Proteasome inhibitor, ixazomib prevents topoisomerase-I degradation and reverses irinotecan resistance in colorectal cancer.

Abstract

Irinotecan, a topoisomerase I (topoI) inhibitor, is widely used for colorectal cancer, but resistance remains a major clinical challenge. We previously showed that camptothecin induces ubiquitin-proteasome pathway (UPP)-mediated topoI degradation. In this study, we investigated whether inhibition of UPP could prevent topoI degradation and restore camptothecin sensitivity. SN-38, an active metabolite of irinotecan, induced topoI degradation in irinotecan-resistant colorectal cancer cell lines, which was suppressed by ixazomib. The combination significantly enhanced cytotoxicity, colony inhibition, and reduced IC₅₀ values compared with SN-38 alone. Mechanistically, ixazomib prevented proteasome-mediated degradation of ubiquitinated topoI, restoring its stability.
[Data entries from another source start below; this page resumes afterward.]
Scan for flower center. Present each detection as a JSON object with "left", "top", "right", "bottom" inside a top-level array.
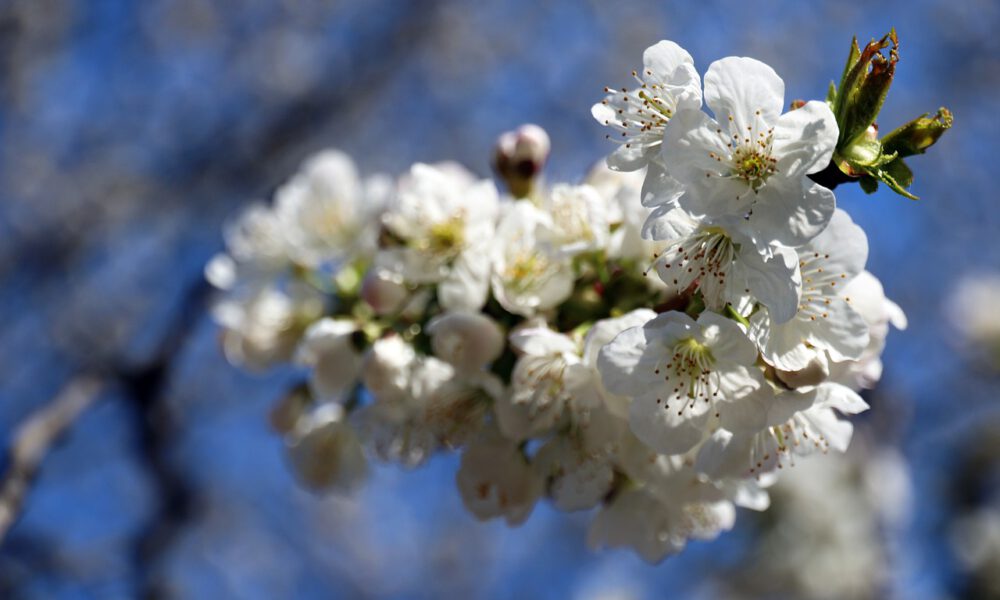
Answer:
[
  {"left": 654, "top": 337, "right": 719, "bottom": 414},
  {"left": 504, "top": 252, "right": 549, "bottom": 293},
  {"left": 733, "top": 146, "right": 777, "bottom": 190},
  {"left": 601, "top": 69, "right": 676, "bottom": 148},
  {"left": 424, "top": 216, "right": 465, "bottom": 254}
]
In vivo, the combination significantly suppressed tumor growth in a DLD-1 xenograft model compared with SN-38 alone. These findings indicate that UPP-dependent topoI degradation is a key mechanism underlying irinotecan resistance in colorectal cancer. Pharmacological inhibition of the proteasome effectively prevents topoI loss and restores irinotecan sensitivity, suggesting that proteasome inhibitors such as ixazomib may serve as promising therapeutic partners for camptothecin-based chemotherapy.